Gwendolyn Zepeda (born December 27, 1971, in Houston, Texas) is an American author and poet of Mexican American descent. Zepeda is Houston's first Poet Laureate, serving a two-year term from 2013 to 2015. She was succeeded by Robin Davidson.

==History==
Zepeda's father was Mexican American and her mother was a white American of German, Scottish, and Welsh ancestry. She was born and raised in Houston, Texas where she attended Dow and Roosevelt elementary schools, Hamilton Middle School, Reagan High School (now Heights High School), and the High School for Performing and Visual Arts (HSPVA). She subsequently attended the University of Texas at Austin.

== Writing ==
In June 1997, Zepeda started an online journal titled Gwen's Trailer Trash Page, which eventually evolved into Gwen's Petty, Judgmental, Evil Thoughts. Around the same time, she became a founding writer for Television Without Pity, a recap blog for late 1990s television shows, such as Ally McBeal and 7th Heaven. She is notable as one of the first bloggers to write and sell a book. She later blogged for the Houston Chronicle in 2009 and 2010.

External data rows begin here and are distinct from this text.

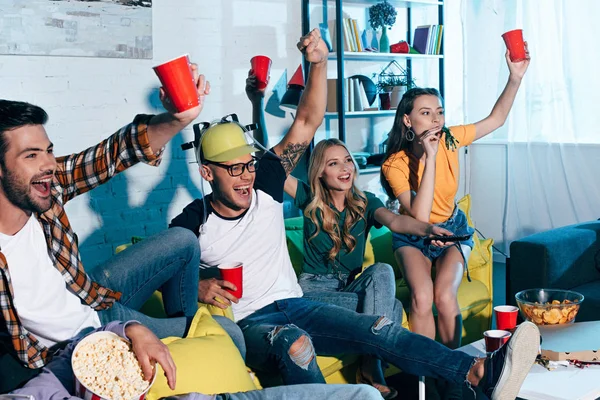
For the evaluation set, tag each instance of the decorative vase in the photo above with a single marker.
(374, 43)
(397, 93)
(384, 101)
(384, 41)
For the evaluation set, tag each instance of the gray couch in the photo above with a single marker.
(562, 258)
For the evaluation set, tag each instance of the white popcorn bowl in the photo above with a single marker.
(84, 392)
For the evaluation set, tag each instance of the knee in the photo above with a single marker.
(445, 299)
(295, 343)
(367, 392)
(234, 332)
(421, 301)
(383, 272)
(185, 241)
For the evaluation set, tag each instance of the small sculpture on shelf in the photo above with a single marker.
(382, 15)
(392, 83)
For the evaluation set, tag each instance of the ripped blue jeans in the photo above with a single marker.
(285, 336)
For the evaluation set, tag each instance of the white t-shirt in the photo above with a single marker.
(256, 239)
(45, 306)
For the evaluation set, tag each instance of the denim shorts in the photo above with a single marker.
(457, 224)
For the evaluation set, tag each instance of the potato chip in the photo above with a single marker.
(551, 313)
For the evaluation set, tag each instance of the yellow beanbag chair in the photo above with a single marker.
(207, 362)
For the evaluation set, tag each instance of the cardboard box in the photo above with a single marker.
(578, 341)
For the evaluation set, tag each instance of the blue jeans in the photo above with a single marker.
(373, 293)
(169, 261)
(457, 224)
(286, 335)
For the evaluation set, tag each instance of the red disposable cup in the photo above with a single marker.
(261, 68)
(515, 44)
(233, 272)
(506, 317)
(494, 339)
(177, 80)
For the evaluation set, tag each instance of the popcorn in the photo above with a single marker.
(107, 366)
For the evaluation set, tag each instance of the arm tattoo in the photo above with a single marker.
(291, 154)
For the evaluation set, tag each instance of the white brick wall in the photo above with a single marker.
(89, 98)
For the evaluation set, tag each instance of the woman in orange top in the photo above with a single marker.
(423, 175)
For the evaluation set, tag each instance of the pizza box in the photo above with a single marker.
(578, 341)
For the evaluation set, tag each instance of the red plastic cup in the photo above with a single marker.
(233, 272)
(506, 317)
(400, 47)
(177, 80)
(515, 44)
(261, 68)
(494, 339)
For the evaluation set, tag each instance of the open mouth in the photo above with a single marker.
(42, 186)
(345, 178)
(243, 191)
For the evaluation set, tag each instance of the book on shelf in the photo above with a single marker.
(428, 39)
(353, 39)
(355, 96)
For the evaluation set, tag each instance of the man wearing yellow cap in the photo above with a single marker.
(241, 221)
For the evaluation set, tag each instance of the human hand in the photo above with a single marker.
(149, 350)
(434, 230)
(212, 291)
(252, 91)
(430, 141)
(203, 88)
(314, 48)
(518, 69)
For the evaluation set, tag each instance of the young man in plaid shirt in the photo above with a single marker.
(46, 297)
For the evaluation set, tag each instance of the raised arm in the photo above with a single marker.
(291, 186)
(140, 141)
(311, 109)
(257, 97)
(408, 225)
(499, 113)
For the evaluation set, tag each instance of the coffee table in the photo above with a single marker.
(563, 383)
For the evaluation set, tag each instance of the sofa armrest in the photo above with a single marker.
(563, 258)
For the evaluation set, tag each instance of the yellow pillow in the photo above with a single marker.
(478, 255)
(207, 362)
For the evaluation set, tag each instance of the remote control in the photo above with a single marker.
(453, 238)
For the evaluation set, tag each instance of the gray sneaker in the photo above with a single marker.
(507, 367)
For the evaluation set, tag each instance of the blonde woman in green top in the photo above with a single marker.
(337, 220)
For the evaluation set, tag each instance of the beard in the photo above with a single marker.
(17, 192)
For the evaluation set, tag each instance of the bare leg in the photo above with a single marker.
(449, 273)
(416, 269)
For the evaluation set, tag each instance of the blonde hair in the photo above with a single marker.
(356, 201)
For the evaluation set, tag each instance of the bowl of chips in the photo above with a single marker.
(549, 306)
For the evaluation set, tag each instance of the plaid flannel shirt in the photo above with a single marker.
(75, 174)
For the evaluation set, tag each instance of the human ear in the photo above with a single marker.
(206, 173)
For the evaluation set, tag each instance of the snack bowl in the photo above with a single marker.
(106, 368)
(549, 306)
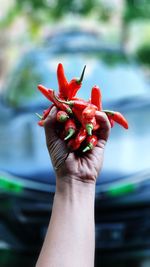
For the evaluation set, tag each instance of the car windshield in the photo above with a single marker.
(117, 78)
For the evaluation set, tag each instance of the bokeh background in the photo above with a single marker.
(113, 38)
(121, 22)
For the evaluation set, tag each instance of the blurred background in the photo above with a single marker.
(112, 38)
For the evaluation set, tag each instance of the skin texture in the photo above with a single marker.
(86, 167)
(70, 238)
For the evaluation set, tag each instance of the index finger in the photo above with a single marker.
(105, 126)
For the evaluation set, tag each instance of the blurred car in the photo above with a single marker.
(27, 180)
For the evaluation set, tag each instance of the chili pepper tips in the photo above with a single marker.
(70, 128)
(62, 116)
(91, 142)
(76, 121)
(38, 115)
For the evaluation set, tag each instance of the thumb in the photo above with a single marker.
(56, 147)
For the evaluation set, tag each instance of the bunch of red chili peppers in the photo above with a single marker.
(77, 124)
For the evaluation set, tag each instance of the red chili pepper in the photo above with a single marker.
(81, 136)
(41, 123)
(89, 112)
(46, 92)
(47, 111)
(70, 128)
(74, 85)
(111, 120)
(62, 82)
(117, 117)
(78, 114)
(62, 116)
(91, 142)
(96, 97)
(73, 145)
(77, 103)
(49, 93)
(89, 124)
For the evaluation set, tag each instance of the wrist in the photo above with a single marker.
(70, 185)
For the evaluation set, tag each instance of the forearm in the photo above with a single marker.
(70, 237)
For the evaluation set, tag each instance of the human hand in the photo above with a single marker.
(85, 167)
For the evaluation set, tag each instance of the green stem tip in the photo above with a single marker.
(89, 128)
(71, 132)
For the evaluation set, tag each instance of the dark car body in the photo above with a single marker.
(27, 178)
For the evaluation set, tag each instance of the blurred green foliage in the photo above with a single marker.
(136, 9)
(143, 54)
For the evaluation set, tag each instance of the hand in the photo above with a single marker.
(85, 167)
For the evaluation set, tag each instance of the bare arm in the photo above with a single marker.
(70, 239)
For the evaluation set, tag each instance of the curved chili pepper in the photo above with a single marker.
(49, 93)
(117, 117)
(41, 123)
(75, 84)
(77, 103)
(46, 92)
(112, 122)
(70, 128)
(96, 97)
(89, 112)
(81, 136)
(89, 125)
(62, 116)
(91, 142)
(73, 145)
(62, 82)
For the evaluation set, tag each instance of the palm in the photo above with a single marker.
(85, 166)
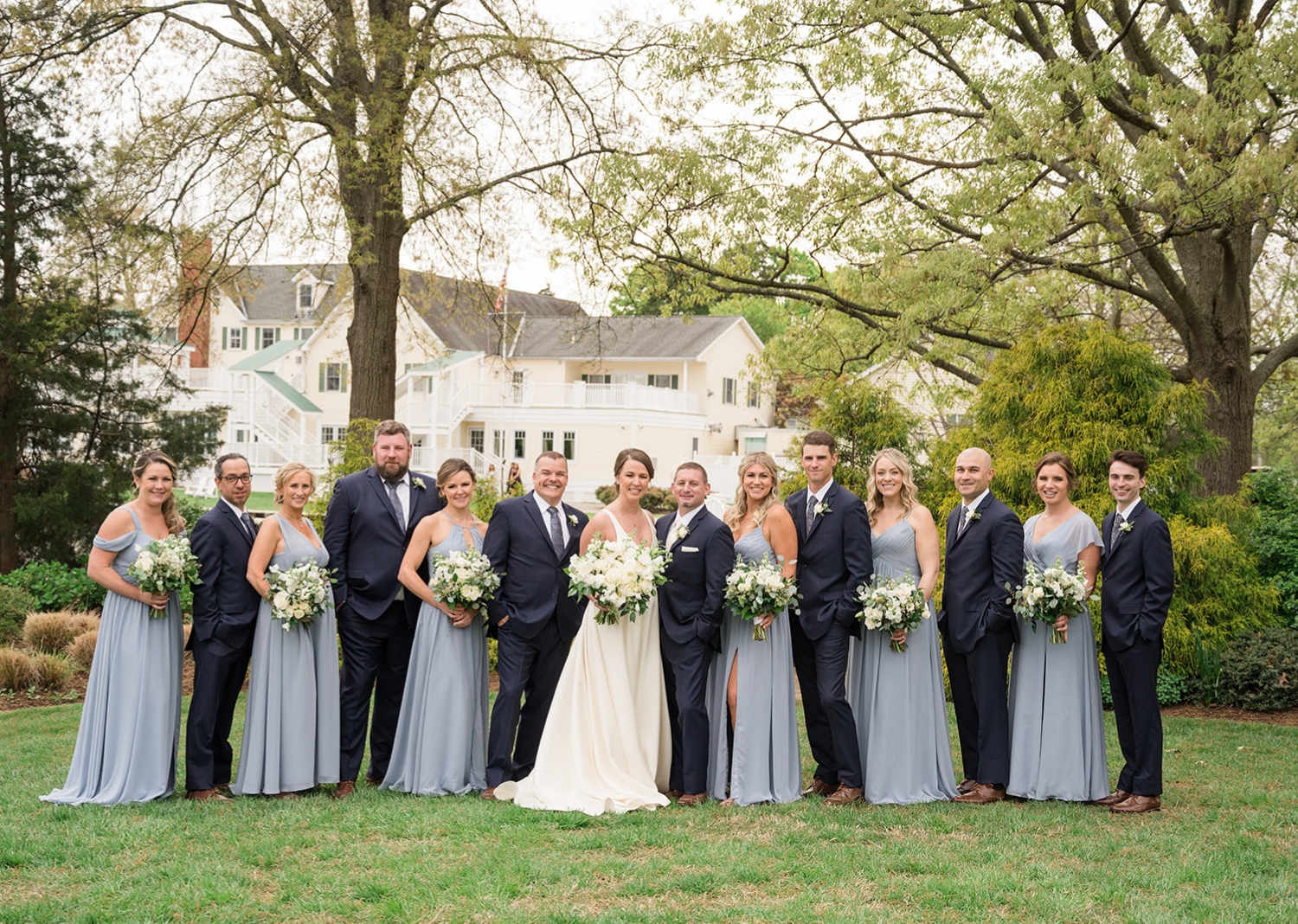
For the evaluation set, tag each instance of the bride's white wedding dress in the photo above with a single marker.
(607, 745)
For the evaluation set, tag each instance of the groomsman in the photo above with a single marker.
(833, 562)
(368, 526)
(225, 614)
(984, 553)
(690, 623)
(530, 540)
(1134, 600)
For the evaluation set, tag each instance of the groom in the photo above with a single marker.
(690, 623)
(530, 540)
(368, 527)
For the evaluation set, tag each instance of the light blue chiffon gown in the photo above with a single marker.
(291, 723)
(897, 697)
(1057, 723)
(130, 726)
(765, 765)
(440, 745)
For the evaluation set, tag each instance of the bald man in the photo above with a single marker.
(984, 553)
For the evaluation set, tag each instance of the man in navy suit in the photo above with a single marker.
(530, 540)
(225, 614)
(984, 553)
(833, 562)
(690, 625)
(368, 527)
(1134, 600)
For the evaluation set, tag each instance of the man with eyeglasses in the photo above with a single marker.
(225, 613)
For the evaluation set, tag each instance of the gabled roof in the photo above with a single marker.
(623, 337)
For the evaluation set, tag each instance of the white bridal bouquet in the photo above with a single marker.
(757, 588)
(164, 566)
(300, 594)
(464, 579)
(622, 576)
(1046, 594)
(890, 605)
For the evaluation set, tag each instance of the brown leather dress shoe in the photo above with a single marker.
(1137, 804)
(820, 788)
(1114, 799)
(981, 794)
(846, 796)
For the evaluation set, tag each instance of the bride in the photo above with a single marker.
(607, 747)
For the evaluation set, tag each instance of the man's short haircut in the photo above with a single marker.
(819, 438)
(1128, 457)
(392, 428)
(695, 466)
(221, 462)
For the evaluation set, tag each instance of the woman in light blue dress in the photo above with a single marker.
(440, 745)
(897, 697)
(291, 722)
(130, 726)
(755, 728)
(1057, 726)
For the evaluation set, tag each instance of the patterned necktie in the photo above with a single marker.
(396, 504)
(557, 534)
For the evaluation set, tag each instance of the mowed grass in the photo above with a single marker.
(1223, 849)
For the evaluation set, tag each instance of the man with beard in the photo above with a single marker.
(370, 518)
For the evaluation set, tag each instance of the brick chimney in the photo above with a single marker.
(195, 314)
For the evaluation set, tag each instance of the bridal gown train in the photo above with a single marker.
(607, 747)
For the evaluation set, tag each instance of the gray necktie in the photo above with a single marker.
(396, 504)
(557, 534)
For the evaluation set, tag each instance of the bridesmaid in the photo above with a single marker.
(291, 723)
(440, 747)
(1057, 728)
(755, 750)
(897, 696)
(130, 726)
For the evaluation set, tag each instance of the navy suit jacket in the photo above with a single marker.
(691, 602)
(534, 586)
(225, 604)
(833, 560)
(1139, 579)
(979, 565)
(366, 544)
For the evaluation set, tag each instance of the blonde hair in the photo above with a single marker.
(740, 511)
(909, 492)
(285, 472)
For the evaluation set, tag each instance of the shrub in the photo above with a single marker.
(51, 671)
(80, 651)
(56, 587)
(17, 672)
(48, 632)
(1261, 670)
(16, 605)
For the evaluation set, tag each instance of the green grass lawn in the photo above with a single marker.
(1223, 850)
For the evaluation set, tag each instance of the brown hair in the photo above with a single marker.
(283, 474)
(170, 516)
(1063, 462)
(1128, 457)
(737, 513)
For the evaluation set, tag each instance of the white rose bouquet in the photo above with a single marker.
(464, 579)
(622, 576)
(757, 588)
(1048, 594)
(164, 566)
(892, 605)
(300, 594)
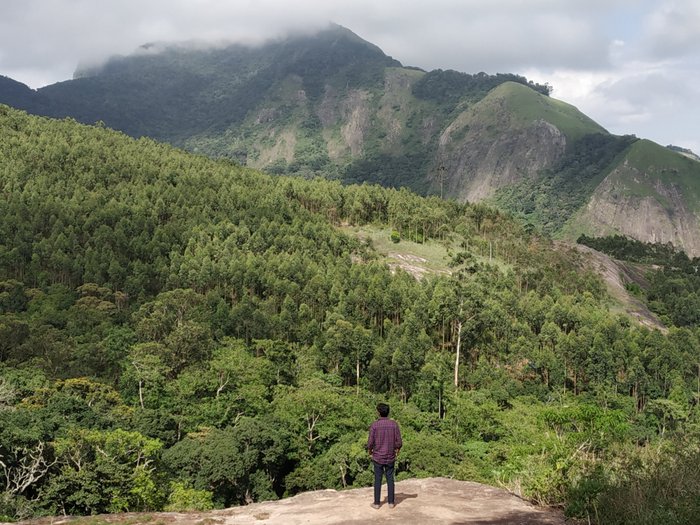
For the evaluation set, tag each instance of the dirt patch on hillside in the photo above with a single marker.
(615, 274)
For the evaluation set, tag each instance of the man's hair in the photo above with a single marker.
(383, 409)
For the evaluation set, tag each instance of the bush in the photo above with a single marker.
(184, 499)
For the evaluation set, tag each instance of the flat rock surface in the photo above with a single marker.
(418, 501)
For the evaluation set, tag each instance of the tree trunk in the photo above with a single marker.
(141, 393)
(459, 345)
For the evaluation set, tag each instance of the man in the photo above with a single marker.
(383, 444)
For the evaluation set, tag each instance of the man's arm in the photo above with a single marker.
(399, 442)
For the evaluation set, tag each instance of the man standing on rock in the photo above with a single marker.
(383, 444)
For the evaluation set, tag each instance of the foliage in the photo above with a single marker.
(671, 286)
(181, 331)
(551, 199)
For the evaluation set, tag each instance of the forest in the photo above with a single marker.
(181, 333)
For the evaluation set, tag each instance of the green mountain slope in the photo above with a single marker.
(334, 105)
(651, 194)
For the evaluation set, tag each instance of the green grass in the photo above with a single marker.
(528, 105)
(434, 253)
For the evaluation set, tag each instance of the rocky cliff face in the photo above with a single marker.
(334, 105)
(476, 168)
(662, 216)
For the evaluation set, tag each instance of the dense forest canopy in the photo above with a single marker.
(180, 333)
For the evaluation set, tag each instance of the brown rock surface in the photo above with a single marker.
(418, 501)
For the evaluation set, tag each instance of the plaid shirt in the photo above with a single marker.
(384, 440)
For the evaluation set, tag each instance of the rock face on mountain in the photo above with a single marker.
(433, 501)
(647, 201)
(334, 105)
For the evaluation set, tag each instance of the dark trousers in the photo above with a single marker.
(379, 471)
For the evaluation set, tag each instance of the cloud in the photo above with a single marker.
(673, 29)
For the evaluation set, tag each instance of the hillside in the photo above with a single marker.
(417, 502)
(334, 105)
(651, 194)
(183, 333)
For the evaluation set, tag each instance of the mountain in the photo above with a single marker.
(334, 105)
(182, 333)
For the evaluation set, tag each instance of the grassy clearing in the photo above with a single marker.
(430, 257)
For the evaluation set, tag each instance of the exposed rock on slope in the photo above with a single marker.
(429, 501)
(647, 198)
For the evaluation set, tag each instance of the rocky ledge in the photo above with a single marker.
(420, 501)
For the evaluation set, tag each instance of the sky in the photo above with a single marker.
(631, 65)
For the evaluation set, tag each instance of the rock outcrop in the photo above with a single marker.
(418, 501)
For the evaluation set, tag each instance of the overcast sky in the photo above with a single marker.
(632, 65)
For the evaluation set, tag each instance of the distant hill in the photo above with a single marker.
(334, 105)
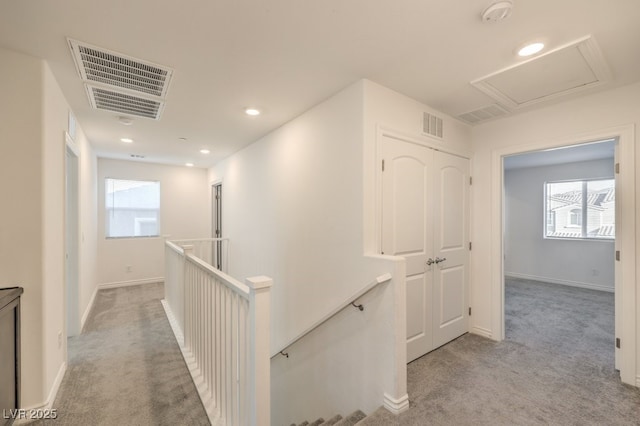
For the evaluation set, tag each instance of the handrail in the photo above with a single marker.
(227, 280)
(174, 247)
(379, 280)
(195, 240)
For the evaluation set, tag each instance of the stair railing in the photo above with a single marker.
(224, 336)
(351, 301)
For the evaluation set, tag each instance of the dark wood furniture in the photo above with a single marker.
(9, 352)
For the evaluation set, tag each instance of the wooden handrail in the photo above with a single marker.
(379, 280)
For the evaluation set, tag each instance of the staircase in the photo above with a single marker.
(352, 419)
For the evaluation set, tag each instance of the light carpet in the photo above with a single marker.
(554, 368)
(126, 367)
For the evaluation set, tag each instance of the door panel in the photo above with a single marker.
(425, 216)
(451, 195)
(407, 231)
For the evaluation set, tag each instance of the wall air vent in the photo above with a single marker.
(432, 125)
(482, 114)
(110, 68)
(125, 103)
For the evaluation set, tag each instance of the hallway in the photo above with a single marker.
(126, 367)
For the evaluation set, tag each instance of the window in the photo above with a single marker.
(132, 208)
(580, 209)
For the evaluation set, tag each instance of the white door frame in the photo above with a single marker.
(72, 240)
(625, 237)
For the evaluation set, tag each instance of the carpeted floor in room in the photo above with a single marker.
(126, 367)
(556, 367)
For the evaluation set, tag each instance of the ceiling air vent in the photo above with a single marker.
(484, 113)
(121, 83)
(103, 66)
(432, 125)
(125, 103)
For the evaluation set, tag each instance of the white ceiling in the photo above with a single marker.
(284, 56)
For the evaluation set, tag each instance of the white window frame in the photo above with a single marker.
(137, 221)
(584, 210)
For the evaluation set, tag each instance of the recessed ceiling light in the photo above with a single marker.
(531, 49)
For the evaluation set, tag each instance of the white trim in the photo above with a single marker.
(481, 331)
(48, 403)
(83, 320)
(396, 406)
(626, 241)
(118, 284)
(560, 282)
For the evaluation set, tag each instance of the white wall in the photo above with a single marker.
(32, 239)
(292, 209)
(575, 120)
(184, 213)
(21, 233)
(299, 205)
(582, 263)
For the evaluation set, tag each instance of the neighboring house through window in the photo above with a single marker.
(580, 209)
(132, 208)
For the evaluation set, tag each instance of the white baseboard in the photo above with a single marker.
(484, 332)
(48, 403)
(87, 311)
(117, 284)
(396, 406)
(589, 286)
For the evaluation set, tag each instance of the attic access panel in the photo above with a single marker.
(570, 68)
(110, 68)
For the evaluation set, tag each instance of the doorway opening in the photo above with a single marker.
(559, 216)
(72, 249)
(216, 225)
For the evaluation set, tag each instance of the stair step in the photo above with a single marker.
(351, 419)
(332, 421)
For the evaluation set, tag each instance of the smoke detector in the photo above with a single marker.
(497, 11)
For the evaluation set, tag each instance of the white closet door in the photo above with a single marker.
(451, 242)
(425, 208)
(407, 226)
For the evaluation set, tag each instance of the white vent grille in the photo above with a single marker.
(103, 66)
(119, 102)
(120, 83)
(432, 125)
(485, 113)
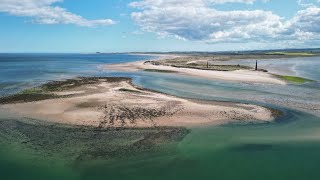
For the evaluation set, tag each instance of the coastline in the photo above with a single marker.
(247, 76)
(116, 103)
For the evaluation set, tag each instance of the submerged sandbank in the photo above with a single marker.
(116, 102)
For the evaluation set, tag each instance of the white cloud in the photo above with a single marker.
(198, 20)
(46, 12)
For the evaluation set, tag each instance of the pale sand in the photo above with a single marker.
(108, 105)
(247, 76)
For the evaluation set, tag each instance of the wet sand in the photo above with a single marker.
(247, 76)
(116, 102)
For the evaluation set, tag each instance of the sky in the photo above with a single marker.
(85, 26)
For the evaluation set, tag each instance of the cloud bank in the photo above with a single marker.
(198, 20)
(47, 12)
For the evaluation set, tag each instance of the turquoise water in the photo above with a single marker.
(20, 71)
(287, 149)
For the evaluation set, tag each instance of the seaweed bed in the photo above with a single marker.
(77, 144)
(45, 91)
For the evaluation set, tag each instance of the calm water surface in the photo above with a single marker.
(287, 149)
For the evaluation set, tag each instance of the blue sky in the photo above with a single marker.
(157, 25)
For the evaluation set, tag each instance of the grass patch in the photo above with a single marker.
(159, 70)
(32, 91)
(294, 79)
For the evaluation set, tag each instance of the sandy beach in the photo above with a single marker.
(117, 103)
(247, 76)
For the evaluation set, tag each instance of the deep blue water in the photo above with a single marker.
(286, 150)
(20, 71)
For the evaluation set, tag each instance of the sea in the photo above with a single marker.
(287, 149)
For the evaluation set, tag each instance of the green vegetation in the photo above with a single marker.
(32, 91)
(291, 53)
(159, 70)
(294, 79)
(46, 91)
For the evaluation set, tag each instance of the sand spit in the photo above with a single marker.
(112, 102)
(247, 76)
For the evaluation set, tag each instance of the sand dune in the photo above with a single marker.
(121, 104)
(247, 76)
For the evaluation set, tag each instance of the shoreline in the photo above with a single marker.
(247, 76)
(117, 103)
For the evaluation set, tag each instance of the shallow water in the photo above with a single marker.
(286, 149)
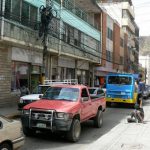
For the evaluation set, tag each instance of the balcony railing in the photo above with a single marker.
(21, 28)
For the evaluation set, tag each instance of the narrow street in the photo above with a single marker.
(112, 117)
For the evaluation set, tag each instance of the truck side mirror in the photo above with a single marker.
(40, 96)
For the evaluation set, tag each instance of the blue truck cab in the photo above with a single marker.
(121, 88)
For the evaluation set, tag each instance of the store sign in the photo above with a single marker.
(83, 65)
(29, 56)
(66, 62)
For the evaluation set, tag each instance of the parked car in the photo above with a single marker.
(11, 134)
(96, 91)
(37, 92)
(63, 108)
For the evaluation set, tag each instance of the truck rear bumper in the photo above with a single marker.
(55, 125)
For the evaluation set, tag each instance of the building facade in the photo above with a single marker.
(123, 12)
(74, 45)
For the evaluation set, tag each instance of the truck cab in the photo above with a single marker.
(63, 107)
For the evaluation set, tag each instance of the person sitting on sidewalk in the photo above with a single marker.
(24, 90)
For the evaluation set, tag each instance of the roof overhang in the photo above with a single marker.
(89, 5)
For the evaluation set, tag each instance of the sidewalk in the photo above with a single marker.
(126, 136)
(10, 111)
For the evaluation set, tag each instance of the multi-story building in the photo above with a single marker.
(74, 45)
(123, 12)
(113, 43)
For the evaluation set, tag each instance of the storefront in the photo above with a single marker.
(26, 68)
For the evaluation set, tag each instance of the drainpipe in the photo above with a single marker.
(2, 20)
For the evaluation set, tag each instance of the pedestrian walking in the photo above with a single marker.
(138, 114)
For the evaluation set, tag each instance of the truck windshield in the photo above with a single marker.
(40, 89)
(61, 93)
(120, 80)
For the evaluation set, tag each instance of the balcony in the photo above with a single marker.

Zepeda sold her first book, To the Last Man I Slept with and All the Jerks Just Like Him, a short story collection, in 2000. It was published by the Houston-based Latino publishing house, Arte Público Press, in 2004.

Her first novel, Houston, We Have a Problema is a chick lit novel and was published by Grand Central Publishing January 2009.

Her first picture book, Growing Up with Tamales, was published by Piñata Books, an imprint of Arte Público Press, in May 2008. It is a 2009 Charlotte Zolotow Highly Commended Title and was nominated for a Tejas Star Award. Piñata Books published her second picture book, Sunflowers, in May 2009.

Arte Público Press published her first book of poetry, Falling in Love with Fellow Prisoners, in 2014.

She cites Sandra Cisneros, Margaret Atwood, Alice Munro, Louise Gluck, Jane Austen, Ursula K. LeGuin, and Judy Blume as some of her writing influences.

== Bibliography ==

=== Short story collections ===

- To the Last Man I Slept with and All the Jerks Just Like Him. Houston, Texas : Arte Público Press, 2004. (ISBN 1558854061)

=== Novels ===

- Houston, We Have a Problema. New York : Grand Central Publishing, 2009.
- Lone Star Legend. New York : Grand Central Publishing, 2010.
- Better With You Here. New York : Grand Central Publishing, 2012.

=== Poetry ===

- Falling in Love with Fellow Prisoners: Poems. Houston, Texas : Arte Público Press, 2013.
- Monsters, Zombies and Addicts: Poems. Houston, Texas : Arte Público Press, 2015.

=== Children's books ===
- Growing Up with Tamales. Houston, Texas : Arte Público Press, 2008.
- Sunflowers. Houston, Texas : Arte Público Press, 2009.
- I Kick the Ball. Houston, Texas : Arte Público Press, 2010.
- Level Up. Houston, Texas : Arte Público Press, 2012.
- Maya and Annie on Saturdays and Sundays. Houston, Texas : Arte Público Press, 2018.

=== Anthologies ===

- Houston Noir. New York : Akashic Books, 2019.